In the evaluation of the effect of different input temperatures on the water activity (Table 1) of Lactobacillus acidophilus La-5 (ML) and Bifidobacterium Bb-12 (MB) microparticles, we observed that the temperature of 140°C had a significant influence (P<0.05), presenting the lowest water activity content for both studied microparticles. Nonetheless, the water activity reported in the different evaluated temperatures for the Lactobacillus acidophilus La-5 (ML) and Bifidobacterium Bb-12 microparticles ranged from 0.195 to 0.289. Thus, these results are as expected for microparticles dried by spray dryer (0.150 to 0.300) to ensure their microbiological stability (CORCORAN et al., 2004; ARSLAN et al., 2015).
The microparticles moisture content ranged from 4.60% to 5.71% (Table 1) and the lowest moisture contents were observed as the inlet temperature of the spray dryer was raised. FERRARI et al. (2012) reported that higher temperatures imply a higher rate of heat transfer to the microparticles, resulting in a higher water evaporation and consequently, low moisture contents are obtained. Results obtained in the present research are in accordance with those reported by other authors who recommend that the moisture content should be around 4-5% to guarantee better storage stability (CHAVEZ & LEDEBOER, 2007). In this sense, studies have shown that a lower inlet temperature and, consequently output, results in increased post-encapsulation viability; however, this condition may imply greater moisture and water activity, which adversely affects the prolonged storage of powders (PEIGHAMBARDOUST et al., 2011; VESTERLUND et al., 2012). Thus, the relevance of the study of different drying temperatures, not only on the viability of the microorganisms, but also their influence on the physical characteristics of the microparticles is emphasized. MORGAN et al. (2006) reported that spray-drying temperatures are of great importance for the viability of bacteria and need to be optimized individually for every new application. In this context, Lactobacillus acidophilus La-5 (ML) and Bifidobacterium Bb-12 (MB) microparticles produced at 130°C were chosen to be evaluated in this study.

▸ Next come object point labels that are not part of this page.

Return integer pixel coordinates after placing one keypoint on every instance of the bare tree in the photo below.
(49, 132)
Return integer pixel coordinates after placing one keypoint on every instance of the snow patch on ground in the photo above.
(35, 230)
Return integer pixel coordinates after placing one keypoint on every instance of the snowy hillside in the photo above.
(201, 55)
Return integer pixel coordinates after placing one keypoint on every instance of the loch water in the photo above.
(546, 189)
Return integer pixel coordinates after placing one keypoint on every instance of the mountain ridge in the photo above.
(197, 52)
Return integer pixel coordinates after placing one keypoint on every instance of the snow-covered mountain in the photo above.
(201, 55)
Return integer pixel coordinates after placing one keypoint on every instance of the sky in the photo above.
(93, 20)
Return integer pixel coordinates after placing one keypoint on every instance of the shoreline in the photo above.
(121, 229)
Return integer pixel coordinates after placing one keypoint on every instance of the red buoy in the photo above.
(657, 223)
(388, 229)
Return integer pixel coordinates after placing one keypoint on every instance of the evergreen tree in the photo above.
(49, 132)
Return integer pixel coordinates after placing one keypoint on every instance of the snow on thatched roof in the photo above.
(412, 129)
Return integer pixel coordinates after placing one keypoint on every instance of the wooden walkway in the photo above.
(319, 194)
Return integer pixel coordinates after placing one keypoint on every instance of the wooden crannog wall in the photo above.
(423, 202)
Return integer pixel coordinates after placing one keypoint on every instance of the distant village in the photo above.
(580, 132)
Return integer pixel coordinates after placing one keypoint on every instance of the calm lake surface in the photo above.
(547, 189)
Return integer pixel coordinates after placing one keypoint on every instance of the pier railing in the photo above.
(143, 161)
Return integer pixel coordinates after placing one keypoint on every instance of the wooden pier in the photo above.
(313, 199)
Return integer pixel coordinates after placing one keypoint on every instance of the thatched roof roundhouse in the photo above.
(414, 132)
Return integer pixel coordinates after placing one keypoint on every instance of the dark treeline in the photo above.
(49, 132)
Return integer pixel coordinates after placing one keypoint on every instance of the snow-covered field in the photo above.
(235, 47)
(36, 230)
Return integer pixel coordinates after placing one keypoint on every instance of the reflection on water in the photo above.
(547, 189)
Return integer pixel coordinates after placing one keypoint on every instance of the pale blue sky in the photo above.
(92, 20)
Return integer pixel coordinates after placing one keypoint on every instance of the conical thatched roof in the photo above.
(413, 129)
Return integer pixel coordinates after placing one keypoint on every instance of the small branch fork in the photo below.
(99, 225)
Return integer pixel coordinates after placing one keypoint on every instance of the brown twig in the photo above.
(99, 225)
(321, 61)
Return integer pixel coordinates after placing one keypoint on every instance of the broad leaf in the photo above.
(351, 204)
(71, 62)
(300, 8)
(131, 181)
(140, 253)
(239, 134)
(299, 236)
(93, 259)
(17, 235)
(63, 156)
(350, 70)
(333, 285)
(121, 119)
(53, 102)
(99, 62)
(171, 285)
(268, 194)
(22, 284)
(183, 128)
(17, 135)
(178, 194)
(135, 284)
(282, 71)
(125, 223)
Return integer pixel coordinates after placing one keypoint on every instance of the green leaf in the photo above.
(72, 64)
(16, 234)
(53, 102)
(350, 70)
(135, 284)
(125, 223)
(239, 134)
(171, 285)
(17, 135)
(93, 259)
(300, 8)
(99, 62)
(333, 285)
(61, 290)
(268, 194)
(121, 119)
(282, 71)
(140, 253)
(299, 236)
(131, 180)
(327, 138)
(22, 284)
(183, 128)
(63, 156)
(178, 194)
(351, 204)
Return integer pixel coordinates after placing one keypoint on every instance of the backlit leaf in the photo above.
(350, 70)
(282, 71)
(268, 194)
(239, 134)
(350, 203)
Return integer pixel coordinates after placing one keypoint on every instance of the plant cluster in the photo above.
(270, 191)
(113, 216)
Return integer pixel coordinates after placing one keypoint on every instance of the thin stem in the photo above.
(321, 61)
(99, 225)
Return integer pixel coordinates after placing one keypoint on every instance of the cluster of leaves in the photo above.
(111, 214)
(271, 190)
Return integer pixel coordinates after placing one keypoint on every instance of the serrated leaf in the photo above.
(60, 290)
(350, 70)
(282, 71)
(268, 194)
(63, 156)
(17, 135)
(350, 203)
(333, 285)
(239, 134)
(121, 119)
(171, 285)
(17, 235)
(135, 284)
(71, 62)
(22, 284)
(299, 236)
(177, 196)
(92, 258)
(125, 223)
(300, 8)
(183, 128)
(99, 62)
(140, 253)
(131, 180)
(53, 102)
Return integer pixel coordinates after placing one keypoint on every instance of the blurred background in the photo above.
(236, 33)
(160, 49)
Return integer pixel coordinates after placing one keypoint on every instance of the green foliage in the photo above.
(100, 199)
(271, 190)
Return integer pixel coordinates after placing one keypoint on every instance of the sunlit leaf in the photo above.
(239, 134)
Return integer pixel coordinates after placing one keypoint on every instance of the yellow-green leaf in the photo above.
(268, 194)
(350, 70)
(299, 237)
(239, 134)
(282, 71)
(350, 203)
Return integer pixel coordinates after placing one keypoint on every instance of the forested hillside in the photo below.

Morphology and size of microparticles
Scanning electron microscopy of Lactobacillus acidophilus La-5 (ML) and Bifidobacterium Bb-12 (MB) microparticles can be observed in figure 1. The microparticles produced presented a rounded shape containing concavities. The same was observed by FAVARO-TRINDADE & GROSSO (2002) and FRITZEN-FREIRE et al. (2012). These authors reported that these concavities are typical of spray-dried products. Moreover, it is possible to observe that microparticles of Lactobacillus acidophilus La-5 (ML) and Bifidobacterium Bb-12 (MB) presented high porosity (Figure 1a) and ruptures in their structure (Figure 1b). This fact may be related to the low solids concentration (12% m/v) used in the formulations. Similar results were shown by PINTO et al. (2015) in the production of microparticles containing Bifidobacterium Bb-12 and using a concentration of 10% w/v in combinations with liquid whey, whey retentate, inulin and polydextrose.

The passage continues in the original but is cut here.